A Supervolcano in New Zealand Is Rumbling So Much It’s Shifting The Ground Above It
The vast expanse of Lake Taupō’s sky blue waters, crowned by hazy, mountainous horizons, invokes an extreme sense of tranquility.
And yet, deep in the ground below, geological unrest is brewing, according to a new paper in the New Zealand Journal of Geology and Geophysics.
Lake Taupō is the largest freshwater lake in Australasia, located at the center of New Zealand’s north island. And while it appears peaceful today, the lake has a violent origin story.
The lake’s waters sit within a prehistoric caldera – a word based on the Spanish for ‘cauldron’ or ‘boiling pot’ – formed during Earth’s most recent supereruption, the Oruanui eruption, 25,400 years ago.

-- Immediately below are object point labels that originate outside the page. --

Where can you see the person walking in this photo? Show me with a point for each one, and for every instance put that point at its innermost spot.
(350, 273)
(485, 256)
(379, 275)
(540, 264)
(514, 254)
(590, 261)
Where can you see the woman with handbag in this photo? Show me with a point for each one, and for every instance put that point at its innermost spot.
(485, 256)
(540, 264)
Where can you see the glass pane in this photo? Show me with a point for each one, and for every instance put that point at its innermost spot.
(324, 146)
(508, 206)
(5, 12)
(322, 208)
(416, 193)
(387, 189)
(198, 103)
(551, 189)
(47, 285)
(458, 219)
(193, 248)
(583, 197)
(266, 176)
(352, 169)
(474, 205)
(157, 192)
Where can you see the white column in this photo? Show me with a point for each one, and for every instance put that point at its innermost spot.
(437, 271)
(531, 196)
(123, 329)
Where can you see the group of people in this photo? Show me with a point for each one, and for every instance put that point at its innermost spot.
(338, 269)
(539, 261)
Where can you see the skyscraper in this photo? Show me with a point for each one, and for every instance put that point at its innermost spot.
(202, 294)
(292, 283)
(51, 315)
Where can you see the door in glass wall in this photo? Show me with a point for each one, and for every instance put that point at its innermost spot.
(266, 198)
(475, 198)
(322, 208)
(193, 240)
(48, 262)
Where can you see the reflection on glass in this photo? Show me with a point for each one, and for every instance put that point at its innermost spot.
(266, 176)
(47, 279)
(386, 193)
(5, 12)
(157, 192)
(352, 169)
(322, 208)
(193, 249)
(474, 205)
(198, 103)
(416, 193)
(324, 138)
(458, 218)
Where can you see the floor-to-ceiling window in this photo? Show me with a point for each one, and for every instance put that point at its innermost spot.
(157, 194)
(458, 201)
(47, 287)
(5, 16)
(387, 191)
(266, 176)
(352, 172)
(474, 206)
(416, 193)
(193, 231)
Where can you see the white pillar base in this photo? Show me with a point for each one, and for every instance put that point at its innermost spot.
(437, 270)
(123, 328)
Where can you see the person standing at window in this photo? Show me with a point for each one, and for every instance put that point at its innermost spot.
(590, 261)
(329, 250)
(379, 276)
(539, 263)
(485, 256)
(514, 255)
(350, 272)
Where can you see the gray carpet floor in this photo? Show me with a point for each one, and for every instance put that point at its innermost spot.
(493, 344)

When magma is released from a supervolcano (defined as having released at least 1,000 cubic kilometers of material in any one eruption) in an event like the Oruanui eruption, the depleted magma vents cave in, Earth’s surface sinks, and the landscape is permanently changed into a caldera.
In the last 12,000 years, the Taupō volcano has been active 25 times. Its most recent eruption in 232 AD is described by authors of the new paper as “one of the Earth’s most explosive eruptions in historic times”. Since then, the volcano has had at least four documented “episodes of unrest”, causing destructive earthquakes and, in 1922, a massive ground subsidence.
It’s the supervolcano’s more modern periods of unrest that the researchers have studied, analyzing up to 42 years of data collected at 22 sites dotted around and across the lake. And there’s evidence that the supervolcano is still rumbling.
“In 1979 [researchers] began a novel surveying technique which uses the lake surface to detect small changes, with four surveys made every year since,” lead author and Victoria University of Wellington seismologist Finn Illsley-Kemp explained. This technique involves the use of a gauge that measures vertical displacement of the lake bed.
To ensure the data are reliable, these gauges are weighted to reduce the impact of waves, and several measurements are taken for each datapoint, to detect degrees of variation and outliers. A backup gauge is also installed at each site as an insurance against disturbance by other forces.
In the project’s beginning, the measurements were recorded from manual gauges set up at just six stations. Eight more stations were added between August 1982 and July 1983, and during this time, the value of these measurements began to show.
In early 1983, the system detected rising or falling across different sites. Not long after, a swarm of earthquakes gently shook the region, resulting in the rupturing of several faults that pushed the central Kaiapo fault belt down and caused other areas at the lake’s south end to rise.
The 1983 earthquake swarms were only the first of seven discreet episodes of unrest recorded over the past 35 years.
By 1986 routine surveys were being carried out each year with additional sensors, with extra observations in the wake of earthquakes, creating a robust dataset that has only become more detailed over time.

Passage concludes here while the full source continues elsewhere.